Y frente a la Mona Lisa… bueno, creo que, desde la distancia, la vi asustada. Rodeada de una multitud de turistas que la miraban menos que a sus propios reflejos en la pantalla, la dama del Louvre parecía implorar algo así como: “mírenme a mí, no a sus celulares”.

Podría sonar a nostalgia, como si todo tiempo pasado fuera mejor. Pero esta fiebre de imágenes habla de un cambio cultural más profundo: no basta con ver, hay que demostrar que se vio. El museo, que alguna vez fue un espacio de contemplación y silencio, se ha transformado en un escenario de consumo instantáneo, donde el ojo está mediado por la pantalla y la experiencia vale tanto como el número de “me gusta” que coseche.
La pregunta es inevitable: ¿qué significa mirar? ¿Miramos realmente cuando enfocamos con el celular? ¿O delegamos la experiencia en una imagen que, probablemente, ni volvamos a revisar? Quizás en esa multitud ansiosa por posar se esconda un vacío: la necesidad de apropiarse de algo inasible, de domesticar lo inabarcable de la belleza en un archivo JPG y proclamar ante la república de las redes sociales: “yo estuve ahí”.

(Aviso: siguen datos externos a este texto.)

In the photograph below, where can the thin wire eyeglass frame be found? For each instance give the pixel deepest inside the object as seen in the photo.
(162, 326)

La paradoja es que, en este nuevo culto, uno termina con la sensación ambigua de haber y no haber estado. Las obras maestras, por su parte, parecen quedar relegadas a un segundo plano, eclipsadas por la marea de pantallas a su alrededor.
A veces pienso que la solución sería simple: prohibir los celulares en los museos, como se prohíbe comer o fumar. Que las salas vuelvan a ser templos de silencio, donde el único clic sea el del pensamiento. Tal vez entonces recuperemos lo que, en el fondo, debería ser la esencia de un lugar así: detenernos a mirar.

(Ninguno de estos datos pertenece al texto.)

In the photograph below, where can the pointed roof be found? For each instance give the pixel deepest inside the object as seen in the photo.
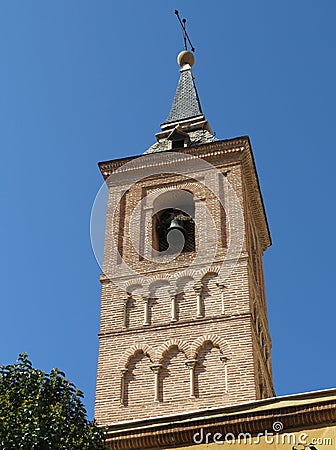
(186, 116)
(186, 103)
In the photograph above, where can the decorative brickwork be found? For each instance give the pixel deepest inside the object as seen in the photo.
(164, 349)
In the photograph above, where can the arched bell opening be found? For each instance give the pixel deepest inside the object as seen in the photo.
(173, 221)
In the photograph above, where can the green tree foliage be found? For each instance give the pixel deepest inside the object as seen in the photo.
(43, 411)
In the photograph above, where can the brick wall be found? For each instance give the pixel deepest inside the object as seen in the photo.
(227, 351)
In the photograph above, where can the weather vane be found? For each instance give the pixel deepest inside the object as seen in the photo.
(184, 30)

Aunque, claro, esa propuesta sería tachada de retrógrada. Y es probable que, de aplicarse, los pasillos se vaciaran. Porque, aceptémoslo, para muchos la obra importa menos que el registro de haber estado frente a ella. Y si no hay foto que lo confirme, ¿existió realmente la visita?

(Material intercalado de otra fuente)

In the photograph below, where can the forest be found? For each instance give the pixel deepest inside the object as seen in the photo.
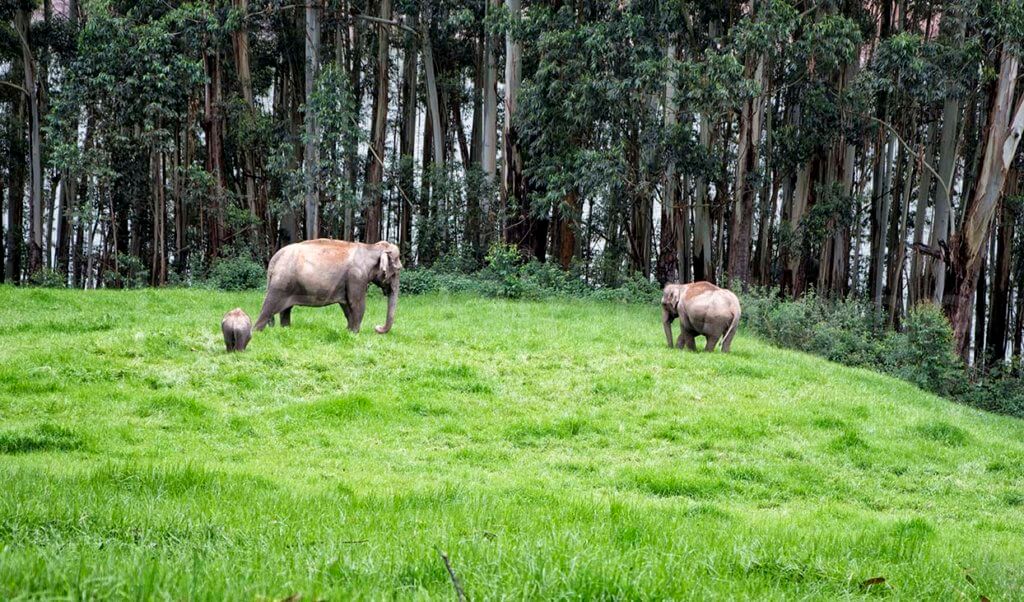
(857, 149)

Dalí, supongo, se moriría de risa con esa idea. Y tal vez tenga razón: vivimos en un mundo donde los relojes se derriten, donde el tiempo corre demasiado rápido como para perderlo mirando un cuadro. Mejor apretar el obturador, subir la foto y seguir caminando. La eternidad, en definitiva, ya no se mide en siglos de contemplación, sino en segundos de stories.